Justice in India is not delayed by accident. It is delayed by design.
Crores of cases rot inside courtrooms while years turn into decades. Dates are handed out like false promises, files move slower than time, and verdicts arrive when they no longer matter. The system calls it “procedure.” Citizens experience it as punishment. A punishment for daring to seek justice.
In India’s courts, delay is not an exception—it is the norm. Trial courts crawl, appeals pile up, higher courts drown in pendency, and accountability disappears somewhere between adjournments. The law remains powerful on paper, but powerless in practice. By the time justice speaks, lives have already been broken, properties lost, and truths buried under dust-covered files.
This is the uncomfortable truth: India does not just have a slow legal system. It has a justice system where time itself decides the winner.
What's The Story
In 1968, Sopan Gaikwad purchased a modest piece of land in Maharashtra. Everything seemed straightforward—on paper. But soon, Gaikwad stumbled into a hidden trap: the previous owner had mortgaged the land to a bank to secure a loan. When the loan went unpaid, the bank attached the property.
Gaikwad, unaware of the underlying dispute, found himself at the mercy of the legal system. He filed a lawsuit, arguing the bank should recover its dues from the original owner’s other assets, not his land.
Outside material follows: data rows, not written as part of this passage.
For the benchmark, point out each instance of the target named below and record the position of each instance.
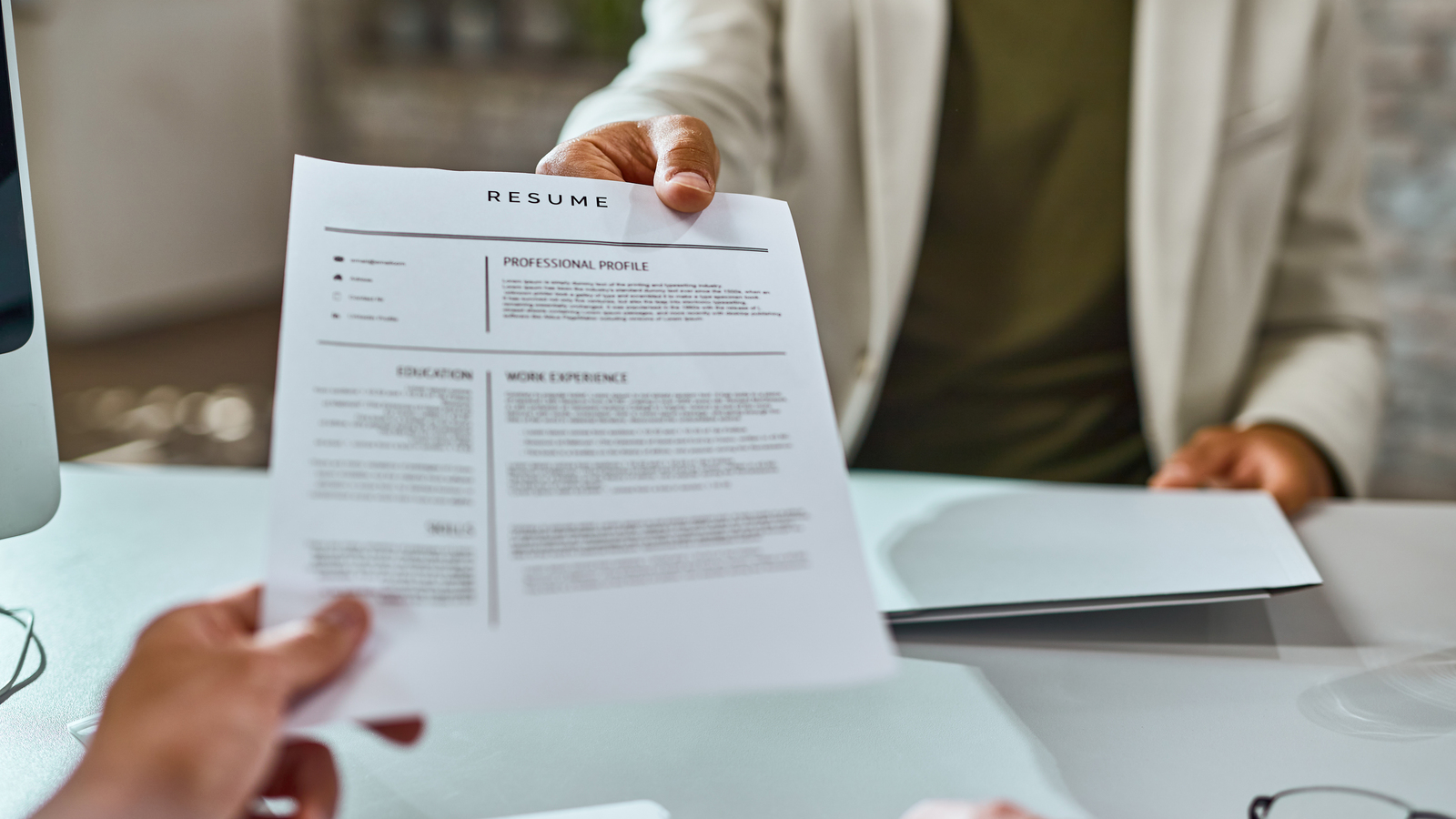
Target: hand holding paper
(570, 443)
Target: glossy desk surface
(1154, 713)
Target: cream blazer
(1252, 295)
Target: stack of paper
(953, 548)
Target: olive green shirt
(1014, 359)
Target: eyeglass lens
(1334, 804)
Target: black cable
(12, 687)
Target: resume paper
(571, 445)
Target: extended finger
(688, 162)
(310, 652)
(1278, 472)
(305, 774)
(1203, 460)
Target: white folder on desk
(961, 548)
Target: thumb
(313, 651)
(686, 162)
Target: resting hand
(1267, 457)
(950, 809)
(676, 155)
(191, 727)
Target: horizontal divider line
(466, 237)
(410, 349)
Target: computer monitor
(29, 474)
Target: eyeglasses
(1332, 802)
(15, 683)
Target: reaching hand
(191, 727)
(1267, 457)
(676, 155)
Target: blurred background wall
(160, 133)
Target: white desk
(1177, 712)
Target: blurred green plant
(606, 28)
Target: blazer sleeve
(1318, 365)
(708, 58)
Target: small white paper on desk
(572, 446)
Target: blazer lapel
(1179, 75)
(900, 48)
(902, 76)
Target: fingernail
(344, 614)
(692, 179)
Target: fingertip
(686, 191)
(346, 614)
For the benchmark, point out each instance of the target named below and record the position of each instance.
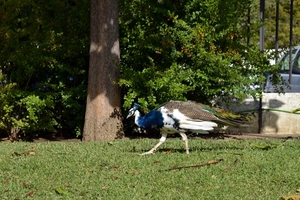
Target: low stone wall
(275, 116)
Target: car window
(286, 59)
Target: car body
(294, 86)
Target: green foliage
(194, 50)
(284, 23)
(44, 53)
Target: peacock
(181, 117)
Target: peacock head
(132, 111)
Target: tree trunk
(103, 119)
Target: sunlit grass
(114, 170)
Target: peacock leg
(162, 140)
(184, 138)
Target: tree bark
(103, 119)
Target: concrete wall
(274, 122)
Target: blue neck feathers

The first verdict came on September 10, 1982—14 years after the purchase. The trial court ruled in Gaikwad’s favor. Yet, victory was short-lived. In 1987, the original owner appealed, and the District Court overturned the judgment. Gaikwad then escalated the matter to the Bombay High Court in 1988.
The case dragged on—date after date, year after year—for 27 relentless years. On October 23, 2015, the High Court dismissed the case. But the dismissal was procedural, forcing Gaikwad to take the matter to the Supreme Court.
The Supreme Court scheduled the final hearing for July 12, 2021—50 years after the saga began. By then, Sopan Gaikwad had passed away.
This is not an isolated story. It is the reality of India’s judicial machinery. Over 50 million cases are pending nationwide. In 2018, estimates suggested it would take 300 years to clear the backlog.
Courts and the Economy: More Than Delays
The consequences extend far beyond individual disputes. Courts that drag cases for decades cripple businesses, innovation, and economic growth.
Fifteen years ago, economists studied Indian textile mills. They found that simple management practices—tracking raw materials, scheduling machine maintenance—boosted profits by 17% annually, roughly ₹1.5 crore. Yet, most mills remained inefficient. Decision-making was centralized in the owner, middle managers had no authority or incentives, and family-run businesses prioritized surnames over performance.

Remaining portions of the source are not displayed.